People in Memphis were extremely friendly, although they moved at a speed
which appeared to someone from Minnesota to be in suspended
animation. Although I thrive on the Manhattan-like bustle of Minneapolis,
with its skyscraper lined canyons filled with thousands of people darting
in every direction at high speed, and probably would not be one of the top
scientists if I did not live in such a place, it is still fun to
occasionally visit a small town like Memphis with charming old buildings,
brick sidewalks, and streetcars. Willow oak trees are everywhere along the
streets. Too bad that species cannot grow in Minneapolis at this time
(maybe in 20 years with a little more climatic warming?). I returned to a
newly green Minneapolis, the trees and grass having responded to the heavy
drought breaking rains that occurred just before I left.


Re: ESA meeting   Lee E. Frelich
  Aug 11, 2006 08:08 PDT 


Actually, the 33 foot cbh tree is not a bald cypress. You will have to
remain in suspense until Tom or Don post something about it.

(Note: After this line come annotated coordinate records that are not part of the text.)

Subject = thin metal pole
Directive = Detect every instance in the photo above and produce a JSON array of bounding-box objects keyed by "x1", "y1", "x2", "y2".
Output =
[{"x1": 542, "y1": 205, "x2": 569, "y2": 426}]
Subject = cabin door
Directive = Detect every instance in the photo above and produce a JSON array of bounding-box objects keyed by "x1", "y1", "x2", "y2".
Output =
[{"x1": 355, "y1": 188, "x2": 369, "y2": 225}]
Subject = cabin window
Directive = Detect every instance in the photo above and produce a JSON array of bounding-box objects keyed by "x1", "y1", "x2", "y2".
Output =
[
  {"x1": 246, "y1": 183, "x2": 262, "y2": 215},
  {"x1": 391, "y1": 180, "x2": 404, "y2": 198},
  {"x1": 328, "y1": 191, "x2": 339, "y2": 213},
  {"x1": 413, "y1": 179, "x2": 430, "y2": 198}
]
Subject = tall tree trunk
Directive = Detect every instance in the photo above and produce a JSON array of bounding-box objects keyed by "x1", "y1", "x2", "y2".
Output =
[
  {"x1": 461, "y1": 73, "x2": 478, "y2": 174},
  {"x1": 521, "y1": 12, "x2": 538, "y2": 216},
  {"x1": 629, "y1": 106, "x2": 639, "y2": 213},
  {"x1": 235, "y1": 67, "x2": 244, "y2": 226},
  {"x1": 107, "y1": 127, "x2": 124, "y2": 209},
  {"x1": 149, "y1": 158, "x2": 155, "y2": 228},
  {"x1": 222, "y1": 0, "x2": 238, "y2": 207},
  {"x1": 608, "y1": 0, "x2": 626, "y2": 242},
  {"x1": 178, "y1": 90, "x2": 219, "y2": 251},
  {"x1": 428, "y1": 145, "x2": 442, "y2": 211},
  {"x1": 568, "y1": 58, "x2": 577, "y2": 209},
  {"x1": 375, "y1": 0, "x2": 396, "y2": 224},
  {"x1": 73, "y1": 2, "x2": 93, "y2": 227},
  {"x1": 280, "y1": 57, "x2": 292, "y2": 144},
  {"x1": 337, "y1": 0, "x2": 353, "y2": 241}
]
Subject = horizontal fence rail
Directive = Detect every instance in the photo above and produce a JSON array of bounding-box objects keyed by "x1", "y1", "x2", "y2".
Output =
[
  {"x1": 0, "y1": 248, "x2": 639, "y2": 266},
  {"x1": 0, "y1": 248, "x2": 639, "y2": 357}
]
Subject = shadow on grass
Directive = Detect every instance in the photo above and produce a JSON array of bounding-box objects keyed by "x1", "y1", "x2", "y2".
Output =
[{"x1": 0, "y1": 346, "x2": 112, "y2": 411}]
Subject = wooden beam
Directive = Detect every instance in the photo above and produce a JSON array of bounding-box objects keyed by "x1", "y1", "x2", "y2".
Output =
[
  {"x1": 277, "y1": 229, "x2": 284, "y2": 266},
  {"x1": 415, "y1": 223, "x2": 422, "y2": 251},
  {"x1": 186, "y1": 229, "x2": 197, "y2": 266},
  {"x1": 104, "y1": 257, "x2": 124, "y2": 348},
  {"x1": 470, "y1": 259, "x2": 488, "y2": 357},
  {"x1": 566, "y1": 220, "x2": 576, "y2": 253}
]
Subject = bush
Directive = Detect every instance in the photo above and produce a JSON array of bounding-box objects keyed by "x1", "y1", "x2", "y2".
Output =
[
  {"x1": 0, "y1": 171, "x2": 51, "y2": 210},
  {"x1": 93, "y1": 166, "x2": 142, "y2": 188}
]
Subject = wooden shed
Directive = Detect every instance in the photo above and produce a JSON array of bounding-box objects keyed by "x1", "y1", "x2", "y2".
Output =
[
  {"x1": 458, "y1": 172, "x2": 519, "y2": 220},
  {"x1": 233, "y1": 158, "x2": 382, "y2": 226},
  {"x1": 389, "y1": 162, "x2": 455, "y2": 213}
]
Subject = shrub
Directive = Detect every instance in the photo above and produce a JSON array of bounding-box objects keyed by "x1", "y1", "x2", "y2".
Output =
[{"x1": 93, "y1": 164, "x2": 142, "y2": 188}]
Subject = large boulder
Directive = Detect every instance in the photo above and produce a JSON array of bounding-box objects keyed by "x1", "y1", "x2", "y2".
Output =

  At 06:29 AM 8/11/2006, Robert Leverett wrote:


     Congratulations! We can't wait to hear about the 33-foot CBH bald

Water tupelo!!!!!   Thomas Diggins
  Aug 12, 2006 05:38 PDT 


You guys got it; it was a water tupelo.

ESA06_TupeloGum1.jpg (134169 bytes)
Tom Diggins measuring the Water Tupelo
- photo by Don Bragg

CBH = 31' 3"
height = 74.9' (lost most of its top)
crown = 56' (ditto)

AF points = 464

It's REALLY close to national champ status, so if there is any more in
the height and/or crown spread (Don's gonna revisit the tree), OR if
the co-champs in VA are even slightly over-measured we might have it.
Thanks again to Don for an absolutely awesome field trip. Just shows
again why ENTS is tops - unquestionably one of the premier nature
organizations in North America!


Re: ESA meeting   Jess Riddle
  Aug 12, 2006 13:24 PDT 

Hello Lee,

Good to hear your presentation went well, and that others were taking
notice of the issue.

Water locust is certainly a strange species, but not too bad to
measure. The larger ones seem to have smoother trunks, but you have
to watch out for the occasional basal sprouts, which are nothing but

The maple you describe sounds like Florida/southern sugar maple. The
range maps I looked at showed neither sugar maple nor Florida maple in
that area, but Will and I saw abundant Florida maple at Meeman-Shelby
State Park. Florida maple commonly associates with the species you
mentioned, has much smaller but similarly shaped leaves to sugar
maple, and often has smoother park than sugar maple.

Thanks for the report. Sounds like a fun and varied trip.

RE: Water tupelo!!!!!   Marcas houtchings
  Aug 12, 2006 15:04 PDT 

Hey everyone this is Marcas from Congaree.. great tree Tom. I seen the
National Champ water tupelo in VA. this tree is in some type of slough they
mearsure the tree when the water was way low in a wetland both the Co-Champ
and the National are in the same place.